É a rica biodiversidade que mantém espécies transmissoras de doenças em equilíbrio. Ao afetá-la, a degradação ambiental facilita a emergência e reemergência de moléstias.
As populações que convivem há séculos com a malária na Amazônia adquiriram uma espécie de imunidade e, apesar de contaminadas, não apresentam sintomas. Mas basta uma leva nova de pessoas chegar à região para haver uma explosão da doença: é o que aconteceu durante a construção da Estrada de Ferro Madeira-Mamoré. É o que se nota com o crescimento desordenado de cidades como Manaus. E o que se teme que ocorra nas obras das usinas do Rio Madeira.

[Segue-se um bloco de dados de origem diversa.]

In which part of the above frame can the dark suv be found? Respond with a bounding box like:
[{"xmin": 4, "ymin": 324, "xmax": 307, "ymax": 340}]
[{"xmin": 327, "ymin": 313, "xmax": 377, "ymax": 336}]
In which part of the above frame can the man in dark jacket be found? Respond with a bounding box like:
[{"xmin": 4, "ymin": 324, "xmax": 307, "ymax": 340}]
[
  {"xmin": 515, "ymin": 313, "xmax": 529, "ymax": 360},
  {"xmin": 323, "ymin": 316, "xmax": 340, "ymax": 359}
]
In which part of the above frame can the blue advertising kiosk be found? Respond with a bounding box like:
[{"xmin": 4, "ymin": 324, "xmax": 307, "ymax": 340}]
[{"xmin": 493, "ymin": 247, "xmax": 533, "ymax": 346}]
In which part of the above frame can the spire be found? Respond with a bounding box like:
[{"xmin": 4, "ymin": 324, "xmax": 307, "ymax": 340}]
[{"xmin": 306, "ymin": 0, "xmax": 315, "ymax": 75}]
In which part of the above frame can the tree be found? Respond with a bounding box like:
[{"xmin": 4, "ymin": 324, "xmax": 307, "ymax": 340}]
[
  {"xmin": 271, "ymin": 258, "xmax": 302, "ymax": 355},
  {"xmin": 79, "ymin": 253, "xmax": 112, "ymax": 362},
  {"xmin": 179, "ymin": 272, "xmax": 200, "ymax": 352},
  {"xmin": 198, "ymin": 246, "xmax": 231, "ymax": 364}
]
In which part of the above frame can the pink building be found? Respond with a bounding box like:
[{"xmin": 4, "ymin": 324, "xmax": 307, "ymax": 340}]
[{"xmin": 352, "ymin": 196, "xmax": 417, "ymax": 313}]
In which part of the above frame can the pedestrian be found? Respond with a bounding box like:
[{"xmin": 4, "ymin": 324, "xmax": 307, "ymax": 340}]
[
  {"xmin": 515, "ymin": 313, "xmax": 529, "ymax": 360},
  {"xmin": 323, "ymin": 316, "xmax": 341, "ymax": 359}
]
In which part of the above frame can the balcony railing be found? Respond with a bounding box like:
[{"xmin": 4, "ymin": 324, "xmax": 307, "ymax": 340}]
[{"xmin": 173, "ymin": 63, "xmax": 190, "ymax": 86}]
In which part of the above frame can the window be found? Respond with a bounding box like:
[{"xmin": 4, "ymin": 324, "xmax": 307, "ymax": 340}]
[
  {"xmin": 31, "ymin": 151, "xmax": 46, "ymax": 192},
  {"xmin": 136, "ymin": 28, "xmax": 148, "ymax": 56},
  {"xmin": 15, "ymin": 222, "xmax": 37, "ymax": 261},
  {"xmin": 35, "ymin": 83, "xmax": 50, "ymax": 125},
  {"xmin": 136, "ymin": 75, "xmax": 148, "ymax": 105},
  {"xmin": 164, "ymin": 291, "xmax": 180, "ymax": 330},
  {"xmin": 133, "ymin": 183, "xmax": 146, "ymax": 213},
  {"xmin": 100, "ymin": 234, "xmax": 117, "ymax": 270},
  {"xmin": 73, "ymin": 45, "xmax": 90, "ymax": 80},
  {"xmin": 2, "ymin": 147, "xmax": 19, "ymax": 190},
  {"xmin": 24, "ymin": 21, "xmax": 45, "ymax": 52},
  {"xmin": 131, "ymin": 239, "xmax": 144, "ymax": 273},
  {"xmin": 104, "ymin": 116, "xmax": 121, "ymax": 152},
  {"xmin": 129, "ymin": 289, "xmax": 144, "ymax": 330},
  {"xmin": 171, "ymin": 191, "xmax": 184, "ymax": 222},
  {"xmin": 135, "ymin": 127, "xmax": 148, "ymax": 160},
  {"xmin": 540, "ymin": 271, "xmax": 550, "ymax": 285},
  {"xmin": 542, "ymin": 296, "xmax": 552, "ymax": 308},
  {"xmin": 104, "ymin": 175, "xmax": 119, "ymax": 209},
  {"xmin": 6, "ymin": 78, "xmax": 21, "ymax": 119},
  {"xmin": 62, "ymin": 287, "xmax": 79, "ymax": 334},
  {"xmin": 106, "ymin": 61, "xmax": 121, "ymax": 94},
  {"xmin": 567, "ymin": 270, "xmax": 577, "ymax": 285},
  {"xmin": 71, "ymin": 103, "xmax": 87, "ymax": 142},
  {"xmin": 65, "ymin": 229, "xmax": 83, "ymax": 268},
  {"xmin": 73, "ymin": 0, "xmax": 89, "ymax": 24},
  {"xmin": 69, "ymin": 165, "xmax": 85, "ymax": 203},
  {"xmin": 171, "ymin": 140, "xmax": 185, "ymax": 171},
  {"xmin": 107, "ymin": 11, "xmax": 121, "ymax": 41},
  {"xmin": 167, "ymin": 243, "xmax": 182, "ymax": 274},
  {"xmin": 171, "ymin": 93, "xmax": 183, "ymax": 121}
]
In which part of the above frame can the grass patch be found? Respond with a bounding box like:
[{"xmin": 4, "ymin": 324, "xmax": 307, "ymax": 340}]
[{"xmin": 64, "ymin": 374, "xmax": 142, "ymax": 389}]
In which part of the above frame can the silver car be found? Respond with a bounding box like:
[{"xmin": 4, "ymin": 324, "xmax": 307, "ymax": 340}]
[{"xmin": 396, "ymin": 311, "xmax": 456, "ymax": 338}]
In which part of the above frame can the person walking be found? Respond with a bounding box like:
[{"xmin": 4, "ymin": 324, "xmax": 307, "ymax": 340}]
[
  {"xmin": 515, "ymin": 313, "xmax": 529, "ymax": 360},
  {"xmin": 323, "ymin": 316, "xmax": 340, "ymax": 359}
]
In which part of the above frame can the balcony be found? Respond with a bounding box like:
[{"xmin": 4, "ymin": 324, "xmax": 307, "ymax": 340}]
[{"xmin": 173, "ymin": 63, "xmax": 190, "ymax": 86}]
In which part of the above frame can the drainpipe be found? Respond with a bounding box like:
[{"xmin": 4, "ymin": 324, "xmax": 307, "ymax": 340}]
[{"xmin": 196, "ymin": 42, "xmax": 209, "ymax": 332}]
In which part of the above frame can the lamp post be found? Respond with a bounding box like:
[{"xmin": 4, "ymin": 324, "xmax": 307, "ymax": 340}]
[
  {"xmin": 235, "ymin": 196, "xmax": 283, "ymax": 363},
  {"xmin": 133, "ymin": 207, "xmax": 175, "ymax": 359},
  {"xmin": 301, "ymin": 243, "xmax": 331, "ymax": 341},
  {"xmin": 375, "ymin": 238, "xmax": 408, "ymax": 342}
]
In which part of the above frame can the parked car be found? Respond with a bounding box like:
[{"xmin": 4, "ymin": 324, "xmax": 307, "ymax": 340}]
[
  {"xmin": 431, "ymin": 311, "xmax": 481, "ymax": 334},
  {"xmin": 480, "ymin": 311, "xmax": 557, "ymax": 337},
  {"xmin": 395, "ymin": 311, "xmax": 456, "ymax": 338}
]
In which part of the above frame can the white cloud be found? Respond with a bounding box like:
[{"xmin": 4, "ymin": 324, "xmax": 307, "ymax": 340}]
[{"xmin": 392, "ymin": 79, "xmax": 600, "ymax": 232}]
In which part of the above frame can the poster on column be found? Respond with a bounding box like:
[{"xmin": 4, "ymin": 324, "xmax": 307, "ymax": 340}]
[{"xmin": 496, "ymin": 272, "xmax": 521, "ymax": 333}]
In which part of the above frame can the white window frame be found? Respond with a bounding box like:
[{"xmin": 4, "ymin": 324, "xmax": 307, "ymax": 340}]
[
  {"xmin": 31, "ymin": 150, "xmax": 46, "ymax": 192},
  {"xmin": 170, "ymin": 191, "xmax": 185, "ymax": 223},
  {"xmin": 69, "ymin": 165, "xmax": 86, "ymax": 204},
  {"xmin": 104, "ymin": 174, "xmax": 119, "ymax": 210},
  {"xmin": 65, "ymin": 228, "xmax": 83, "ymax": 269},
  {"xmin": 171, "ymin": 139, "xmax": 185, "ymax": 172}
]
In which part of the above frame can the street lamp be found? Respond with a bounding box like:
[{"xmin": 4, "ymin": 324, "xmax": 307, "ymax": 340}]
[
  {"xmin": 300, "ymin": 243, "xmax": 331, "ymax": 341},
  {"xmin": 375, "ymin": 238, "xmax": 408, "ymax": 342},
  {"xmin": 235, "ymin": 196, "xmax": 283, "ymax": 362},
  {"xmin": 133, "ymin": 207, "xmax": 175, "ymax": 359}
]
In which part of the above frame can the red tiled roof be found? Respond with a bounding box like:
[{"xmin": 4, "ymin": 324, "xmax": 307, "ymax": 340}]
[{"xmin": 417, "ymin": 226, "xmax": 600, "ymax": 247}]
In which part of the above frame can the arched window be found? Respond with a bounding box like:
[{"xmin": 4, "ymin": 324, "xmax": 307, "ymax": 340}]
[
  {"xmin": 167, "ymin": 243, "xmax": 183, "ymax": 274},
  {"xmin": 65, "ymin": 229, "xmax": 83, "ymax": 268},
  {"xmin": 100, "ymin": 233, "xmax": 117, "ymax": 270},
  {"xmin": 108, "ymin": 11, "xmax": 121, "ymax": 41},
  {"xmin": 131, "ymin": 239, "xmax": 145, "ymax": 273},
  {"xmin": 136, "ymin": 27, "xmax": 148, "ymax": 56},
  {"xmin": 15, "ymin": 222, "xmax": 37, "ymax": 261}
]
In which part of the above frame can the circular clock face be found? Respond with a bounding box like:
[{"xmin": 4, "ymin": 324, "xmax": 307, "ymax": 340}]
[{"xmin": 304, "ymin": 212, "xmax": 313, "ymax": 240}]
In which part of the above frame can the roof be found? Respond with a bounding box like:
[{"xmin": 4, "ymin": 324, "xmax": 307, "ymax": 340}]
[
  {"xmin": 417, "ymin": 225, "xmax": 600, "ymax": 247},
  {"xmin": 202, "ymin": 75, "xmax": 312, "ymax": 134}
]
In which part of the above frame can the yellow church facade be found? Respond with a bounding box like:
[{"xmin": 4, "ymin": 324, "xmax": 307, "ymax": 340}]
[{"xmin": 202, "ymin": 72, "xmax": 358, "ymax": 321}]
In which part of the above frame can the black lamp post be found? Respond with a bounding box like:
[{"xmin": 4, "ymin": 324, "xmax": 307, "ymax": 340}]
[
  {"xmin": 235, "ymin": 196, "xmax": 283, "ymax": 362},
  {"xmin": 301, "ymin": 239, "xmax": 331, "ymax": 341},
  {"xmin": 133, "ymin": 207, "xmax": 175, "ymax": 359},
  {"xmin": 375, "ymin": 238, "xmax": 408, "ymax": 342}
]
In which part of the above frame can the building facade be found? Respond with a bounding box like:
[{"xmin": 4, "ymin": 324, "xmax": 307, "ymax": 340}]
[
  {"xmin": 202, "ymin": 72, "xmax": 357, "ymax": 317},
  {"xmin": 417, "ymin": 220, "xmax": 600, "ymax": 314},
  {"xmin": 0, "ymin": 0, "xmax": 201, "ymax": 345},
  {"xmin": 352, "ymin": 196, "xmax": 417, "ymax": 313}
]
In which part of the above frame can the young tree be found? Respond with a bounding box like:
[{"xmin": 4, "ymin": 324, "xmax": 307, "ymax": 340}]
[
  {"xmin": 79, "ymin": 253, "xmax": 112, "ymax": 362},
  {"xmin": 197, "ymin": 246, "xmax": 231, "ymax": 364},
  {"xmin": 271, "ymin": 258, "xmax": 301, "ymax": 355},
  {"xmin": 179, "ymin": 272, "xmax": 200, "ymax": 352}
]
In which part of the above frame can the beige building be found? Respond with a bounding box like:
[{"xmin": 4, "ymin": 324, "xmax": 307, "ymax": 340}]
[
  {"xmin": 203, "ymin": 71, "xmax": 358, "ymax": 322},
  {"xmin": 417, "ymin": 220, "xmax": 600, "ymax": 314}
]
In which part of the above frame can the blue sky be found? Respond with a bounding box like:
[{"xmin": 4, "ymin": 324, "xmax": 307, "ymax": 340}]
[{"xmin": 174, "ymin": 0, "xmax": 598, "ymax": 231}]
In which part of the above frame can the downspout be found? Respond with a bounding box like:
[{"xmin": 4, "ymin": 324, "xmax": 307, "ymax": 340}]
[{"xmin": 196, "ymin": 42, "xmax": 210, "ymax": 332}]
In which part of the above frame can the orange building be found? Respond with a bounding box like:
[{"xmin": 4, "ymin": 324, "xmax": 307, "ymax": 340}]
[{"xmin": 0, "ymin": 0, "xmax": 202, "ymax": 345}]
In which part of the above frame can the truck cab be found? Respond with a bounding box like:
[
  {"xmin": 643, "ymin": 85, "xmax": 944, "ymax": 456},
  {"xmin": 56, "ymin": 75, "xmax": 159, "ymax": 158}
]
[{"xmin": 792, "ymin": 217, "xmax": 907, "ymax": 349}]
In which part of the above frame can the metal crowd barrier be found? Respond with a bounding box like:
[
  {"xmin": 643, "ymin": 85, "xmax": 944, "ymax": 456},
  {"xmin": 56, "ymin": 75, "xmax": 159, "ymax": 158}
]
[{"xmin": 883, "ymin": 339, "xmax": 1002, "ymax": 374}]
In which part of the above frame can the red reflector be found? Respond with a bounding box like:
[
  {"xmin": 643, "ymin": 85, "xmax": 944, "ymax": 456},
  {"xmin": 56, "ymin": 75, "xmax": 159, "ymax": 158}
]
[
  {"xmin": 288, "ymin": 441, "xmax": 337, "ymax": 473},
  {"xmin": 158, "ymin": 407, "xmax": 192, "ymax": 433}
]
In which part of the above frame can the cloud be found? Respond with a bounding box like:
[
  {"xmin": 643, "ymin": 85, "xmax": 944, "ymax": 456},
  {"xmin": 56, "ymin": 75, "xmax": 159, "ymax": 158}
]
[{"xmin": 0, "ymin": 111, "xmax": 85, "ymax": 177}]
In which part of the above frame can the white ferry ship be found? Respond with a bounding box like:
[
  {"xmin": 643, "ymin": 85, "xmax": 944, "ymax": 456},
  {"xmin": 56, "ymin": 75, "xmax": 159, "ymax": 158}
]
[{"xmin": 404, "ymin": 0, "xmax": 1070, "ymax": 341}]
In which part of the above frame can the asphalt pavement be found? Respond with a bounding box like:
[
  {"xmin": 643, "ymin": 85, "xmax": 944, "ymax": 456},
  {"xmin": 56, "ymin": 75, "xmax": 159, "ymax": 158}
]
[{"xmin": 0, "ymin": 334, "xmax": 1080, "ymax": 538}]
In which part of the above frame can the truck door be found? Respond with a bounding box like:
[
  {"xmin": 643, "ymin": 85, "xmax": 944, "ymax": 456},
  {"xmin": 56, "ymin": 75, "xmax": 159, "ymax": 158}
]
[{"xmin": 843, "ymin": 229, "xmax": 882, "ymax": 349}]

A combinação é catastrófica: grande quantidade de pessoas que nunca tiveram contato com malária perto de outras que carregam o agente causador. Todas invadindo o habitat do mosquito transmissor. A epidemia é quase imediata. A receita vale, mudando um ingrediente ou outro, para as mais diversas doenças que têm animais silvestres como hospedeiro ou transmissor.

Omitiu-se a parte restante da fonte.